20. It is also the board's opinion that, based on a disclosure of a "wrong" nucleotide or amino acid sequence in the priority document - independently of the reasons for the possible mistakes, either arising from unintended sequencing or typing errors or else arising from a conscious choice to file an application at a very early stage and thus, comprising doubtful or incomplete data - it would not be fair to acquire a right over a broad area from which, only later on, the "correct" sequence might be selected and disclosed in a patent application. The possible advantages conferred by such a practice would only encourage and, in the long term, lead to a mischievous use of priority rights.

Thus, the board considers that the generic products of the DR3-V1 receptor as referred to in document D1 do not enjoy priority from document D1a.

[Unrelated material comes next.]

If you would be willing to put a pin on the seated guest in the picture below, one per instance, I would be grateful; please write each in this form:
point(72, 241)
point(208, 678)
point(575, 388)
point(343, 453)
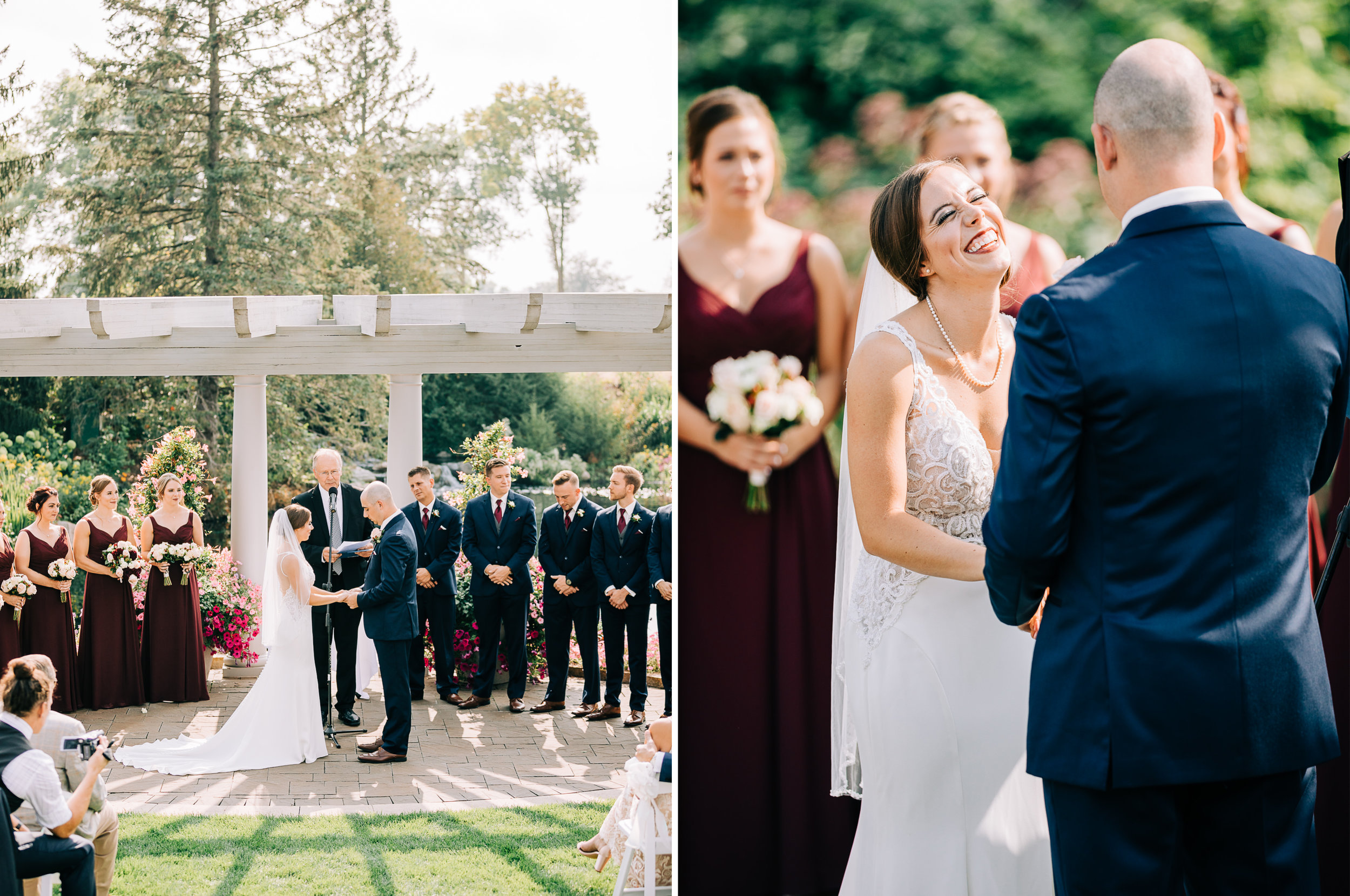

21. In the present case and in view of the above considerations, it is not necessary for the board to enter into the merit of appellant's reasoning as regards the absence of a credible identification for an exploitable biological function or activity of the DDCR receptor in the priority document D1a (cf. Section IX supra).

Conclusion

22. Since document D1 does not contain any subject-matter entitled to the priority date of document D1a and all the subject-matter of the request under consideration enjoys earlier priority dates either from document P1 or document P2 (cf. points 6 to 8 supra), document D1 is not relevant for the assessment of novelty.

23. Since document D1 is the only document cited in the decision under appeal as anticipating the claimed subject-matter, novelty of this subject-matter is acknowledged.